E-commerce alone ‘not a strategy’
Stengaard doubles down on the importance of distributors and importers in all guises. With the advent of e-commerce and direct-to-consumer (D2C) shipping in many markets, one might assume the role of distributors could eventually become obsolete.
But it cannot, as Stengaard explains: “Direct to consumer and e-commerce [alone] is not really, in my mind, a strategy. There are very few brands that can be successfully only doing D2C. It simply does not make sense. It doesn’t add up.
“You need the B2B [business-to-business] part as well either via traditional distributors or via a model where you sell directly to restaurants and bars, as we do.

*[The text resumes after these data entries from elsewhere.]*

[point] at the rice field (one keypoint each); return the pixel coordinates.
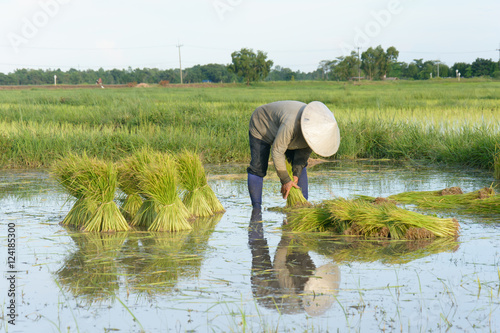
(243, 272)
(438, 121)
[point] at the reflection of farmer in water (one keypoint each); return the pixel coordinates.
(291, 282)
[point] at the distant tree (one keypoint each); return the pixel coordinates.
(250, 66)
(398, 69)
(483, 67)
(344, 68)
(461, 67)
(376, 62)
(280, 74)
(325, 66)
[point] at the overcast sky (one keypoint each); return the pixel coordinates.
(297, 34)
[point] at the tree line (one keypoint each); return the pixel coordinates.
(248, 66)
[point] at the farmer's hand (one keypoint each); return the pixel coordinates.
(285, 188)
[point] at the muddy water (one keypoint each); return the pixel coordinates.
(235, 273)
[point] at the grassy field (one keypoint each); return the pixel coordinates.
(440, 121)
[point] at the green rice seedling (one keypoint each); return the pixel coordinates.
(295, 197)
(198, 197)
(480, 201)
(65, 171)
(362, 218)
(100, 180)
(130, 171)
(158, 182)
(93, 182)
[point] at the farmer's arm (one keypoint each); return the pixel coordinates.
(299, 162)
(280, 145)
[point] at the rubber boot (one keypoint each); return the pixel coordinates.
(255, 184)
(304, 184)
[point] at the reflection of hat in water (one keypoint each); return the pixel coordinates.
(320, 129)
(320, 289)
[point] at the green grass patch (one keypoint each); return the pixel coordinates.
(443, 122)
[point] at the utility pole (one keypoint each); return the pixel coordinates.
(359, 67)
(180, 63)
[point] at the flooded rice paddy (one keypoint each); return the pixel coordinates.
(238, 272)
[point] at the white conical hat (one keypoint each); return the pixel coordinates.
(320, 129)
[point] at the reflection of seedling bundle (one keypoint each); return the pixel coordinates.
(199, 197)
(295, 197)
(91, 272)
(93, 182)
(348, 249)
(362, 218)
(483, 201)
(154, 261)
(157, 265)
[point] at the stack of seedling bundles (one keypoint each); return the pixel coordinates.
(482, 201)
(93, 182)
(198, 196)
(128, 182)
(91, 272)
(158, 182)
(154, 176)
(362, 218)
(152, 185)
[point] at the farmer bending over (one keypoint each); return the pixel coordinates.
(291, 130)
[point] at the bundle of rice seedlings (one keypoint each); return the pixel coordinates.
(198, 197)
(295, 197)
(131, 171)
(100, 180)
(128, 184)
(158, 182)
(93, 182)
(481, 201)
(362, 218)
(66, 171)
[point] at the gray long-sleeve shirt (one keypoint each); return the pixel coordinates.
(278, 124)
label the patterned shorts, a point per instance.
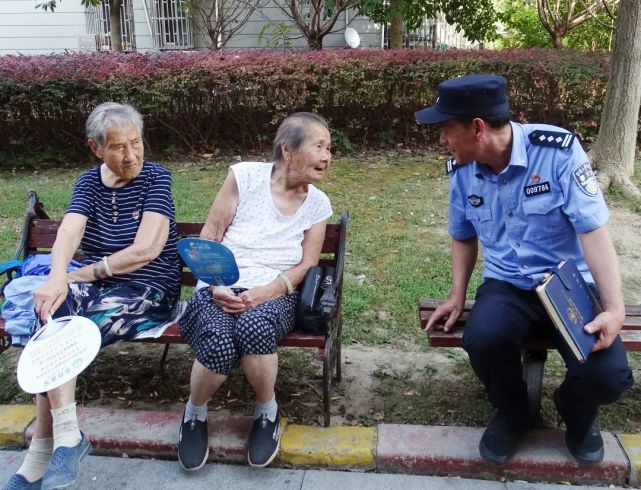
(120, 311)
(220, 340)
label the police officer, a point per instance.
(528, 194)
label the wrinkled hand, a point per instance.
(227, 300)
(606, 326)
(256, 296)
(445, 315)
(210, 232)
(48, 297)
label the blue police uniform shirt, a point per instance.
(528, 216)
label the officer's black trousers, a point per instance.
(502, 320)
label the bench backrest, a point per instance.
(42, 234)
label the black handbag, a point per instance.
(309, 313)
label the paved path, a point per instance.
(103, 472)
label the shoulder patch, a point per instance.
(586, 180)
(551, 139)
(450, 166)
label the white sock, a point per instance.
(270, 409)
(37, 459)
(199, 411)
(65, 426)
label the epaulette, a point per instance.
(450, 166)
(552, 139)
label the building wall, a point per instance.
(25, 29)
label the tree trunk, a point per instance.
(116, 30)
(396, 31)
(315, 43)
(613, 151)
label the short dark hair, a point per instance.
(293, 131)
(493, 121)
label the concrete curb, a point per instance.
(14, 420)
(388, 448)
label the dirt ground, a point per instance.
(413, 385)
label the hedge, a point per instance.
(199, 101)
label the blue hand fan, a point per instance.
(210, 261)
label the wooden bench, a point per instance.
(535, 353)
(39, 233)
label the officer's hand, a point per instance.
(606, 326)
(445, 315)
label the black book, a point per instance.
(571, 305)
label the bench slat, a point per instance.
(631, 340)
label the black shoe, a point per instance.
(264, 441)
(193, 444)
(587, 448)
(499, 442)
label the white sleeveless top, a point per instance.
(264, 241)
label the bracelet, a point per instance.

“Then you need the sales consultant because the D2C, e-commerce game is still only 6%/7% of the entire alcohol beverage market. You need omnichannel.”

Neither option is a quick and easy fix for business growth, and Maria Eriksen-Jensen, chief marketing officer at Bemakers, weighs in on this further.
She says: “Brands take responsibility for themselves for basically getting the market started. They can invest and put resources into building from there.
“They do a lot of the hard work themselves. They give a lot of themselves because that’s especially what the trade is asking for. They want to be under the skin [of the brand].
“The brands that are most successful that we work with are realistic, ambitious. There’s dedicated focus, there’s close dialogue, and they take responsibility as well. It’s more of a partnership, working together, sharing insights, and adjusting as we learn new things. It’s a long-term focus.”
She continues: “I’m sure you’ve seen, there has been a lot of brands just building for exit. It never works. But if you’re focused on the journey, on growing the brands for the long term, then you might end up selling at a good price at some point.”